Eschweiler: Lage, Struktur und typischer Schädlingsdruck
Mit rund 55.000 Einwohnern und einer Fläche, die von der Indeniederung im Westen bis zu den Ausläufern der Eifelrandzone im Südosten reicht, bietet Eschweiler Schädlingen sehr unterschiedliche Lebensräume. Die Nähe zur Autobahn A4 und zur A44 sowie der aktive Güterverkehr rund um das Kraftwerk Weisweiler begünstigen die Verschleppung von Schädlingen über Transportketten. Betriebe in Weisweiler und Kinzweiler, die Logistik oder Lebensmittelverarbeitung betreiben, sind statistisch häufiger von Vorratsschädlingen und Schaben betroffen als reine Wohngebiete.
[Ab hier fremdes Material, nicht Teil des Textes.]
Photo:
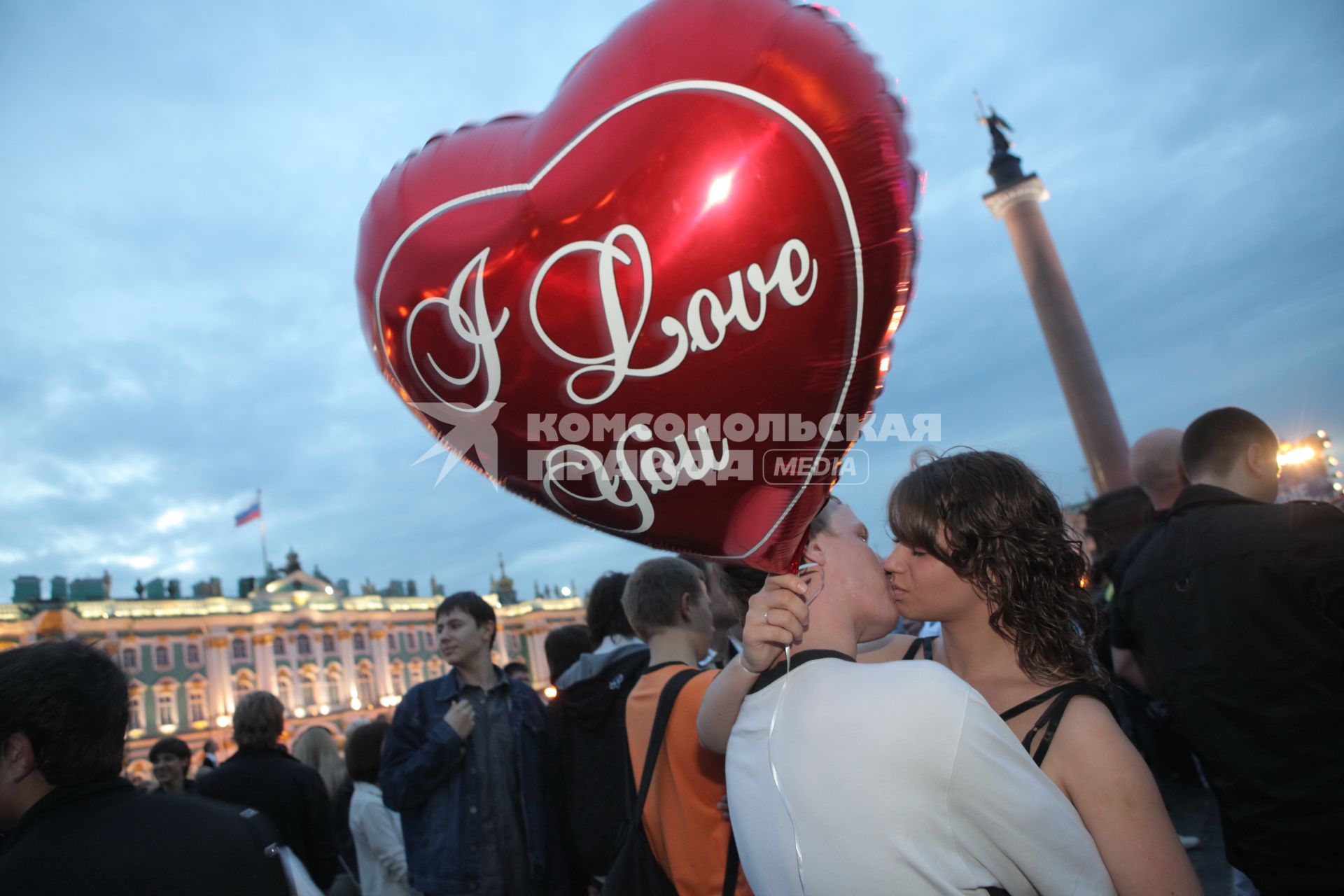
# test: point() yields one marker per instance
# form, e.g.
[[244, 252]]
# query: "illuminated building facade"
[[1310, 470], [328, 656], [1016, 202]]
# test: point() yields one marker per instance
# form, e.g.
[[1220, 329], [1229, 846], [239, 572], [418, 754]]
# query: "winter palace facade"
[[328, 656]]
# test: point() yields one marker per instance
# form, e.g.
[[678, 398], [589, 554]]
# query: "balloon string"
[[774, 771], [774, 718]]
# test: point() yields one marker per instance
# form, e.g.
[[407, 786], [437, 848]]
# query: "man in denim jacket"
[[463, 766]]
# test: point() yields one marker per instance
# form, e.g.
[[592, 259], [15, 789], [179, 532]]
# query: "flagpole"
[[261, 519]]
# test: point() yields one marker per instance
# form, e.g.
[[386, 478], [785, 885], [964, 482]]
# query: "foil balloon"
[[662, 305]]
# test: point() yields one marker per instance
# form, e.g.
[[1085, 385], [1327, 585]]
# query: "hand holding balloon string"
[[777, 615]]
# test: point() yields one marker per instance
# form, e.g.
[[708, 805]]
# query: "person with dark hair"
[[64, 713], [981, 547], [609, 628], [265, 778], [891, 777], [564, 648], [1236, 615], [585, 727], [171, 758], [670, 609], [727, 618], [377, 830], [463, 766], [209, 762]]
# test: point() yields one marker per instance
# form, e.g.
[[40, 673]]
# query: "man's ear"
[[685, 605], [1257, 458], [18, 758], [813, 552]]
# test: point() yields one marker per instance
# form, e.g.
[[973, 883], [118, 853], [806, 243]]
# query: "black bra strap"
[[1054, 713], [914, 648]]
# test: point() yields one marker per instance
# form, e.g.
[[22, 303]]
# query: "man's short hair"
[[565, 645], [365, 750], [172, 747], [654, 593], [605, 614], [1214, 441], [472, 605], [258, 720], [74, 706], [739, 583], [822, 522]]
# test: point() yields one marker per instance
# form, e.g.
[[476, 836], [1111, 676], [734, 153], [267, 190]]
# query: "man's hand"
[[461, 718], [777, 617]]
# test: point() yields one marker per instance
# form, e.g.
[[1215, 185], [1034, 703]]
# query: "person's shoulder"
[[524, 692], [937, 679], [889, 649]]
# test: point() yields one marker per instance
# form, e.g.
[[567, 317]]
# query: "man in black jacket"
[[74, 827], [587, 751], [265, 778], [1236, 612]]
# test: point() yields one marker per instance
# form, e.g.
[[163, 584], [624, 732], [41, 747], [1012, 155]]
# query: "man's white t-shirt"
[[899, 780]]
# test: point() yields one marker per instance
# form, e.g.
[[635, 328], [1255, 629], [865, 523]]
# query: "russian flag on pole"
[[253, 512]]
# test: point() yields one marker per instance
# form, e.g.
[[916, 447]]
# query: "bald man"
[[1155, 461]]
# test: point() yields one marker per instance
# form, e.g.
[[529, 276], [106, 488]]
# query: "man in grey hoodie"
[[587, 742]]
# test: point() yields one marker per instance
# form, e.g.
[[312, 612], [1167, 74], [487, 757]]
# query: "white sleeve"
[[1012, 820], [384, 830]]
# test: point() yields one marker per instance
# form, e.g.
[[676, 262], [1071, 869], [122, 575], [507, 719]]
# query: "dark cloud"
[[183, 194]]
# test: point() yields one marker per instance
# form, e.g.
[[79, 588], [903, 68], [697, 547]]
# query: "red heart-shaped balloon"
[[638, 307]]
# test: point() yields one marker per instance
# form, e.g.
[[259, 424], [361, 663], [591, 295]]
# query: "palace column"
[[540, 669], [382, 671], [346, 645], [220, 692], [264, 652], [1016, 202]]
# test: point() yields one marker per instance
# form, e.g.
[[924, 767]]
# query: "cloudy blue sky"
[[183, 188]]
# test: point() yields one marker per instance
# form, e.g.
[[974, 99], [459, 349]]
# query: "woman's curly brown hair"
[[1000, 528]]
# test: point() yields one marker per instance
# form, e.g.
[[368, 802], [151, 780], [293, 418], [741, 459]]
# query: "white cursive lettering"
[[475, 330], [624, 488]]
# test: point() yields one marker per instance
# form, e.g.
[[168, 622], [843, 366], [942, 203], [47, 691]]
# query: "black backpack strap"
[[660, 724], [730, 871], [916, 645]]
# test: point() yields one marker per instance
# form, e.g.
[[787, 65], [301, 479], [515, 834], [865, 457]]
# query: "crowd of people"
[[720, 731]]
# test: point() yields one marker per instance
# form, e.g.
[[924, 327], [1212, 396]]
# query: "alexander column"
[[1016, 202]]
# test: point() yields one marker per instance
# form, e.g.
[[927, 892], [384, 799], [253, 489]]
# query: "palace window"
[[286, 692], [366, 688], [334, 695], [167, 708], [137, 711]]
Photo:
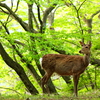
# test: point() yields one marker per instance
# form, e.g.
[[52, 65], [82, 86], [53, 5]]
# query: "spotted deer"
[[66, 65]]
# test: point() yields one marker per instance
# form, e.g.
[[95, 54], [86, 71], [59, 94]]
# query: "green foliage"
[[65, 37]]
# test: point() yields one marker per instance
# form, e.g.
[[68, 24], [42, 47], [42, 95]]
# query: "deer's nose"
[[80, 51]]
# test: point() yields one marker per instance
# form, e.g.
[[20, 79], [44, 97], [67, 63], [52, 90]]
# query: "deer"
[[65, 65]]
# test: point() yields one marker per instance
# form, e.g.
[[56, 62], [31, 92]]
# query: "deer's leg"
[[45, 79], [76, 79]]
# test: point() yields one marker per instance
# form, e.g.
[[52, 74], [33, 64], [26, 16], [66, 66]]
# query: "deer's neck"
[[86, 59]]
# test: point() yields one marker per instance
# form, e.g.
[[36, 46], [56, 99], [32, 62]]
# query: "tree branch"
[[19, 20]]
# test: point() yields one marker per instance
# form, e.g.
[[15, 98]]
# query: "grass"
[[92, 95]]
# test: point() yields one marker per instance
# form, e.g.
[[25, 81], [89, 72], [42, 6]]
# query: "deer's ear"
[[81, 43], [90, 44]]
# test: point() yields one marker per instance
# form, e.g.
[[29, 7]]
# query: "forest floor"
[[93, 95]]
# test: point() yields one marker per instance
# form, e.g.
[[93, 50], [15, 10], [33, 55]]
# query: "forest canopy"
[[30, 29]]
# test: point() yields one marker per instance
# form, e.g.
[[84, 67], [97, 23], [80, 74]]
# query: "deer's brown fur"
[[66, 65]]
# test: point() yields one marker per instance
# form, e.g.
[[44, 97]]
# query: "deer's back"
[[63, 64]]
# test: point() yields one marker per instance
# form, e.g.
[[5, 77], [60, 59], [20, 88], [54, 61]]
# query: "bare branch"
[[17, 5], [95, 14], [30, 22]]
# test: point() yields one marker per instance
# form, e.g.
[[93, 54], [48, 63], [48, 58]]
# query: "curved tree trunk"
[[19, 70]]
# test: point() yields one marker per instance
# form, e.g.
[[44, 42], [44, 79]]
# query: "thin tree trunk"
[[19, 70]]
Gleichzeitig sorgt der hohe Anteil älterer Bausubstanz - Gründerzeitvillen, Bergarbeitersiedlungen und Klinkerhäuser aus den 1920er bis 1960er Jahren in Ortsteilen wie Hehlrath, Hücheln und Stich - für schlecht isolierte Keller, Hohlräume in Außenwänden und marode Abwassersysteme. All das sind Einfallstore für Ratten, Mäuse und kriechende Insekten. Neuere Siedlungen in Nothberg oder Scherpenseel hingegen kämpfen häufiger mit Erdwespen und Hornissen, die in Gärten und Grünflächen nisten.
Das gemäßigt-ozeanische Klima der Region Aachen mit milden Wintern und feuchten Frühjahren verlängert die aktive Saison vieler Schädlinge gegenüber kälteren Regionen Deutschlands spürbar. Bettwanzen etwa überleben in beheizten Altbauwohnungen ganzjährig; Schaben finden in der Abwärme von Gastronomie- und Bäckereibetrieben in der Innenstadt ideale Bedingungen.